Dios habla con el lenguaje del hombre del siglo XXI y rompe todos los esquemas preconcebidos. Ya no habla con el lenguaje del siglo XVI ni con un lenguaje convencional. A veces, tenemos miedo de hablar con el lenguaje de Dios, porque creemos que rebajamos su dignidad, le desposeemos de alguno de sus atributos, en definitiva, la tratamos con demasiada confianza. Hablar con el lenguaje de Dios al hombre del siglo XXI supone liberarse de muchos prejuicios e imágenes estereotipadas.
El lenguaje de Dios nos inyecta un chute de energía con un lenguaje propositivo, personalizado y asertivo.
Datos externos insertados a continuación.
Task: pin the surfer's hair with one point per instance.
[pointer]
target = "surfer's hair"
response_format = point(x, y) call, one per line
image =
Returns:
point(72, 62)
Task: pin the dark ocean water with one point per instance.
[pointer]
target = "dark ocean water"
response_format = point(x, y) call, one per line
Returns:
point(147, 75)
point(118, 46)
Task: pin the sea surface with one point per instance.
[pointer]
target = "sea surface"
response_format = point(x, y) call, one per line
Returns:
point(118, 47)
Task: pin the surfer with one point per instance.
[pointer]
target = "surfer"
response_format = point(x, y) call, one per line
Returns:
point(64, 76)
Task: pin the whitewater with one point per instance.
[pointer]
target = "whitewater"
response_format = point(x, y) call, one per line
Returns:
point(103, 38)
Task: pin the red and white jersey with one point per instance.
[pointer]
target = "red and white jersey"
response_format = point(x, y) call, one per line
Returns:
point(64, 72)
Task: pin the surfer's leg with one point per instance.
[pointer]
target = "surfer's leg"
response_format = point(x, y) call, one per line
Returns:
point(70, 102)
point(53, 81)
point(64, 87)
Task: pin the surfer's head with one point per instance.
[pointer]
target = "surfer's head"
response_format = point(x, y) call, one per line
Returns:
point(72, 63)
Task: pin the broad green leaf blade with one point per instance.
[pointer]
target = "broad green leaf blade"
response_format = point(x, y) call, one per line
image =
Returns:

Dios es el mejor comunicador porque nos dice las cosas siempre en el mejor momento, porque utiliza nuestro lenguaje de manera que le podamos entender; el mejor conversador porque es el que más escucha; y el mejor psicoterapeuta porque cura todas las heridas. Y lo que más falta le hace al hombre del siglo XXI para devolverle la paz, la felicidad y la esperanza es hablar con Dios.